3 Anal angle of male hindwing rounded and usually without a distinct anal triangle (below, left); S2 without auricles. Females difficult to distinguish from Procordulia without associated males Hemicordulia Selys (11 sp.)

- Anal angle of male hindwing at least slightly angulated and with an anal triangle (below, right); S2 with auricles (sometimes tiny). Females difficult to distinguish from Hemicordulia without associated males Procordulia Martin (3 sp.)

 

Family Corduliidae figure 4

Genus Guadalca Kimmins, 1957

A monotypic genus confined to the Solomon Islands.

 

Genus Hemicordulia Selys, 1870

This genus ranges from Africa through southern Asia to the Pacific. Small to medium-sized dragonflies, black, sometimes metallic and yellow.
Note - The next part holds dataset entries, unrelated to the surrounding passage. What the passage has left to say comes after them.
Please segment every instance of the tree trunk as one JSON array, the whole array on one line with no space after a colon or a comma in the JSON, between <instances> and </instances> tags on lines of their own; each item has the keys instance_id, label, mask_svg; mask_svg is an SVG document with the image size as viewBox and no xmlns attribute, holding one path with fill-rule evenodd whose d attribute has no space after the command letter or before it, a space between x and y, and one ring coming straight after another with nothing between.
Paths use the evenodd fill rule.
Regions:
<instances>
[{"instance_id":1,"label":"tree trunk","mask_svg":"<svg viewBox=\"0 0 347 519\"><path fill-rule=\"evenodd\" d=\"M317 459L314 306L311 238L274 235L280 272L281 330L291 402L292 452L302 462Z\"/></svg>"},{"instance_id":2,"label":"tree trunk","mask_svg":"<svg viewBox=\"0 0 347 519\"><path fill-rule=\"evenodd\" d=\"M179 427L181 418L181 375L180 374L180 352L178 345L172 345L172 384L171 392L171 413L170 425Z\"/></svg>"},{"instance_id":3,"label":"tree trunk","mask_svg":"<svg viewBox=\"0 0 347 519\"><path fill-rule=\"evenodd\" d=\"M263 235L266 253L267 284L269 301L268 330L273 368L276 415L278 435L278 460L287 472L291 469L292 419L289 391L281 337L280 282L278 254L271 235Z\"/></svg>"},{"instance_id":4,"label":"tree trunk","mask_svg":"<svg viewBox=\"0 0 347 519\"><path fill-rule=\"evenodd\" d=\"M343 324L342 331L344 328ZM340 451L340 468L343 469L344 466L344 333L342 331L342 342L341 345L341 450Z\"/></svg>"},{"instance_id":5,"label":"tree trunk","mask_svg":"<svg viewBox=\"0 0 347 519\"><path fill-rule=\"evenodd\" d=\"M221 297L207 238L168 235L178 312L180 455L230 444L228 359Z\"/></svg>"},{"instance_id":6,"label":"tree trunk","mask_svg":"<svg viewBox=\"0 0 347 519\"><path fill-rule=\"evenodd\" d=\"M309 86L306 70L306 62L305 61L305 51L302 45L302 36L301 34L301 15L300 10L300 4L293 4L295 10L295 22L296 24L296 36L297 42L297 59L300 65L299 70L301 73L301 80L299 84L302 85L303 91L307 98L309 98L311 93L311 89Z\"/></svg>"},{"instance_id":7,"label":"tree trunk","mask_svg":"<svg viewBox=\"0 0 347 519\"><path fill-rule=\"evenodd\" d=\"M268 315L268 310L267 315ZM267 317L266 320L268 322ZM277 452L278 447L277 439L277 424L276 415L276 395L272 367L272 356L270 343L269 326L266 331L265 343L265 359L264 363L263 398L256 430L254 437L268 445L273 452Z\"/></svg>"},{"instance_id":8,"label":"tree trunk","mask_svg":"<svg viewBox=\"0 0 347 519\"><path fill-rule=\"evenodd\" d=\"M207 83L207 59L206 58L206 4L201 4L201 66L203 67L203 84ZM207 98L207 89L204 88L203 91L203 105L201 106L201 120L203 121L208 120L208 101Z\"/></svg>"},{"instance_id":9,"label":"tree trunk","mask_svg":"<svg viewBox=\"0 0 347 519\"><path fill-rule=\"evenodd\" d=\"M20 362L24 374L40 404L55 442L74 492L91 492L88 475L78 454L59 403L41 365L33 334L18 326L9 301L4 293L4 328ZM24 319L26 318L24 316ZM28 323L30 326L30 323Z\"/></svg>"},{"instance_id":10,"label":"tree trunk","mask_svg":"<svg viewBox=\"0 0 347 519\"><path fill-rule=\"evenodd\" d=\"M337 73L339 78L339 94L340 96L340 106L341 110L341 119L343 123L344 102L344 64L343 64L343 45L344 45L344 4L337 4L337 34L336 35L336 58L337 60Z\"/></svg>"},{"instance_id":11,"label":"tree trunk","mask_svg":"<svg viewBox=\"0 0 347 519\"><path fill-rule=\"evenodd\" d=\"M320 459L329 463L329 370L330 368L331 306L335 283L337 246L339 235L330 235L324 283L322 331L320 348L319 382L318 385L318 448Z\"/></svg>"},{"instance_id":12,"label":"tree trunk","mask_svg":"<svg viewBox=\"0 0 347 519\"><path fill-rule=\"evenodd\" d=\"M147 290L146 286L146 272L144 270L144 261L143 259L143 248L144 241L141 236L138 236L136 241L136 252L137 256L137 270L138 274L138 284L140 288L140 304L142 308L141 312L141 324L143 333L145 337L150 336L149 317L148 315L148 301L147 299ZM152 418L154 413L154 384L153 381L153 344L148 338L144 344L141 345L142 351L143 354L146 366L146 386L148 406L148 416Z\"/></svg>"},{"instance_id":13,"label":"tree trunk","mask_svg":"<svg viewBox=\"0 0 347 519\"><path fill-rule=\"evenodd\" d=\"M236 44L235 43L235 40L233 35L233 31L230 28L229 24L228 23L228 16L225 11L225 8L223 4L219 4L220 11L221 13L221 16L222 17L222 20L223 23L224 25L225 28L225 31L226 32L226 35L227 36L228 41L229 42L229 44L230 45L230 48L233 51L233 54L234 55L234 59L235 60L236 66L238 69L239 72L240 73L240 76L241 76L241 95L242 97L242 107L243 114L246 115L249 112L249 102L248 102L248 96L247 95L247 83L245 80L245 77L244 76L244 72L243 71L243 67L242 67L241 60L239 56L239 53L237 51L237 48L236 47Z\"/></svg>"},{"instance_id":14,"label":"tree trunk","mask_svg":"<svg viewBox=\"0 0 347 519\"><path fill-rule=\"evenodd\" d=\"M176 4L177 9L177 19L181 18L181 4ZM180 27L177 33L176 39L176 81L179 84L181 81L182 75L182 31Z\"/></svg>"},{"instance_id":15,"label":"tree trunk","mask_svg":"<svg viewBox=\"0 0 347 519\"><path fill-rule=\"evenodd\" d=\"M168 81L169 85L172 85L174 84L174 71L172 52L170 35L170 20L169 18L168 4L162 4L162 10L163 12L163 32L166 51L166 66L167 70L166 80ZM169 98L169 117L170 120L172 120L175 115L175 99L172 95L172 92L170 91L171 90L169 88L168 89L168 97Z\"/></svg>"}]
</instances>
Thirteen species (including the poorly-defined H. novaehollandiae and the dubious records of H. oceanica) are currently known from the region. There are certainly others yet to be described.

Members of this genus have reached the highest elevations in New Guinea of any known odonate species. Lieftinck (1942) provides a fascinating description of the habits and habitat of H. olympica and H. ericetorum in the vicinity of Lake Habbema in Indonesian New Guinea (Papua) [pp. 551-555].

 

Genus Metaphya Laidlaw, 1912

Originally one species from New Guinea, Metaphya tillyardi Ris, was attributed to this genus by Lieftinck, but he subsumed Metaphya into Anacordulia in 1938, at the same time adding one more species (A. stuberi) to the latter. Nonetheless, it is the genus Metaphya that actually has historical priority. In addition, A. stuberi (described only from the female), has since been synonymized with M. tillyardi, thus returning to the earlier circumstance of one genus, one species. Other species occur in Borneo and New Caledonia.

 

Genus Procordulia Martin, 1906

This genus ranges from Malaysia and the Philippines through Indonesia and New Guinea to New Zealand and Fiji. They are small to medium-sized dragonflies, patterned in black and orange-yellow. Three species are known from New Guinea.